Immer wieder findet sich die Anrufung an die Sonne, den Tag-Stern, und das Licht als Lebenselixier. Das Licht einer südlichen Landschaft, gleißend vor Helle und ägäischer Transparenz. Dabei reichen die Referenzflächen und Traditionslinien, die Jan Röhnert berührt, von der Moderne zu den französischen Dichtern des neunzehnten Jahrhunderts bis hinein in die Klassik. So lässt er gleich im ersten Gedicht „Landschaft“ den Leser wissen: „Ich will, um mit meinen Liedern abzuheben,/unter freiem Himmel wie die Astrologen leben,/und den Bildern, angespornt von Wind,/folgen an den Tagen, die aus Sonne sind.“ War wirkliche Dichtung jemals frei von wahrhaftigem Pathos? Röhnert scheut sich nicht etwas aufzurufen, das in uns verborgen liegt: die Tage der Kindheit und die Sehnsucht nach einer anderen Welt, vielleicht sogar nach einem Fantasie-Reich. Um an die weniger belichteten Stellen der eigenen Geschichte zu treten und zu reflektieren, dass die Erinnerung ein „unscharfes Sommerbild“ ist. Dem Akt des Erinnerns wird das Positive zugeschrieben: Was immer wir im Spiegel erkennen, der Blick ist unvermeidlich - und was immer wir sehen, es zeigt unser wirkliches Bild.

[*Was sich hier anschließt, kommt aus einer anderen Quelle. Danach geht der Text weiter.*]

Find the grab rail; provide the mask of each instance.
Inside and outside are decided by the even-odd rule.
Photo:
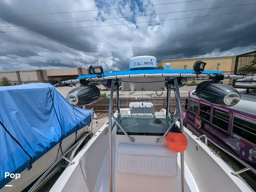
[[[90,131],[89,133],[86,134],[86,135],[85,135],[84,137],[83,137],[83,138],[82,139],[81,141],[79,142],[78,142],[76,143],[75,144],[72,146],[71,147],[69,148],[67,151],[63,155],[62,155],[54,163],[53,163],[52,165],[51,166],[48,168],[43,174],[42,175],[41,177],[34,184],[34,185],[32,186],[32,187],[30,188],[29,190],[28,191],[28,192],[31,192],[34,189],[35,187],[37,186],[37,185],[40,183],[42,180],[43,180],[43,179],[46,176],[46,175],[50,172],[52,169],[54,167],[54,166],[56,165],[57,163],[58,163],[62,159],[64,159],[65,160],[68,161],[69,163],[70,163],[70,164],[71,165],[73,165],[75,164],[75,162],[72,162],[71,161],[70,161],[69,159],[68,159],[65,156],[67,155],[68,153],[72,149],[73,149],[74,148],[75,148],[79,144],[80,144],[80,143],[84,141],[84,139],[85,139],[86,137],[88,136],[89,135],[90,135],[91,133],[93,133],[94,134],[94,135],[91,137],[91,138],[89,140],[90,140],[94,136],[96,136],[96,135],[94,134],[94,133],[93,133],[92,131]]]
[[[244,172],[245,171],[248,171],[248,170],[250,170],[250,169],[251,170],[252,172],[254,172],[256,174],[256,170],[255,170],[254,168],[252,167],[250,165],[248,165],[248,164],[247,163],[245,163],[245,162],[244,162],[241,160],[240,160],[239,158],[238,158],[236,157],[234,155],[233,155],[232,154],[228,151],[227,151],[225,149],[223,148],[223,147],[221,147],[219,145],[218,145],[216,144],[216,143],[215,143],[211,139],[209,138],[209,137],[207,137],[207,135],[202,135],[199,136],[196,139],[197,140],[199,140],[199,141],[201,141],[202,142],[203,142],[203,141],[202,141],[201,140],[200,140],[199,139],[202,137],[203,137],[207,139],[207,140],[209,140],[210,141],[211,141],[211,142],[212,143],[213,143],[216,146],[218,147],[219,148],[220,148],[221,149],[224,151],[226,153],[227,153],[228,154],[230,155],[232,157],[235,159],[236,160],[237,160],[237,161],[239,161],[241,163],[242,163],[242,164],[244,165],[245,166],[247,167],[244,169],[241,169],[241,170],[240,170],[239,171],[238,171],[235,172],[231,172],[231,174],[232,174],[236,176],[238,174],[241,173],[243,173],[243,172]],[[207,146],[208,147],[209,147],[205,143],[204,143],[205,144],[205,145],[206,145],[206,146]],[[215,152],[214,152],[214,151],[213,152],[214,152],[214,153],[215,153]]]
[[[75,162],[72,161],[70,160],[70,159],[69,159],[68,158],[67,158],[65,156],[67,155],[68,153],[71,150],[73,149],[75,147],[76,147],[78,145],[78,144],[80,144],[81,143],[82,143],[84,142],[84,140],[85,139],[85,138],[87,137],[87,136],[89,135],[90,135],[91,133],[93,133],[93,135],[90,138],[89,140],[89,141],[93,137],[95,136],[96,136],[96,135],[92,131],[93,131],[93,114],[94,111],[93,109],[92,109],[92,118],[91,119],[91,122],[92,123],[92,124],[91,125],[91,130],[90,130],[90,128],[89,127],[89,131],[88,133],[86,134],[86,135],[84,137],[82,138],[81,140],[79,142],[77,142],[74,145],[71,146],[70,148],[63,155],[62,155],[58,159],[55,161],[55,162],[53,163],[52,165],[46,171],[44,172],[43,174],[40,177],[36,182],[35,182],[34,184],[32,186],[32,187],[30,188],[29,190],[28,191],[28,192],[31,192],[33,190],[34,190],[35,188],[39,184],[39,183],[44,178],[44,177],[46,176],[46,175],[50,172],[50,171],[52,170],[54,166],[56,165],[57,164],[59,163],[59,162],[62,159],[63,159],[67,161],[69,163],[70,163],[71,165],[73,165],[75,164]],[[88,142],[89,141],[88,141]]]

In den Texten des 1976 im ostdeutschen Thüringen geborenen Autors verbindet sich eindrucksvoll die sinnliche Wahrnehmung von Dingen mit einem fotografischen Gedächtnis, dabei entstehen Rückblenden und Bildwelten, die Vergangenheit und Gegenwart miteinander verbinden. So auch in den Liebesgedichten, getragen von dem, was Roland Barthes „den Liebeswahnsinn“ nannte:  „Wo ich dich träumte, der Ort/ist nicht wo ich dich sah,/nicht wo du dein Kleid/von den Hüften streifst/der Traum noch einmal beginnt.“ Das Glück, das wir vermeintlich erfahren, entspricht dem Wunsch, schweben zu können. Und doch wissen wir, dass die Flügel aus Federn und Wachs sind und sich, je näher wir der Sonne kommen, aufzulösen beginnen.

„Ich setze ein Jahrhundert/auf das Wippen deines Beins,/ein Jahrtausend auf den Vogelflug.“ Besser und einleuchtender hat dies lange niemand mehr formuliert:
die Gunst des Augenblicks. Um nichts anderes geht es, um das Wissen von Sprache und Welt. Jan Röhnert ist dies mit seinen „Wolkenformeln“ auf beinah vollkommene Weise gelungen.



Jan Volker Röhnert: Wolkenformeln. Gedichte. Edition Faust, Frankfurt am Main, 2014. 160 Seiten. 19,00 Euro.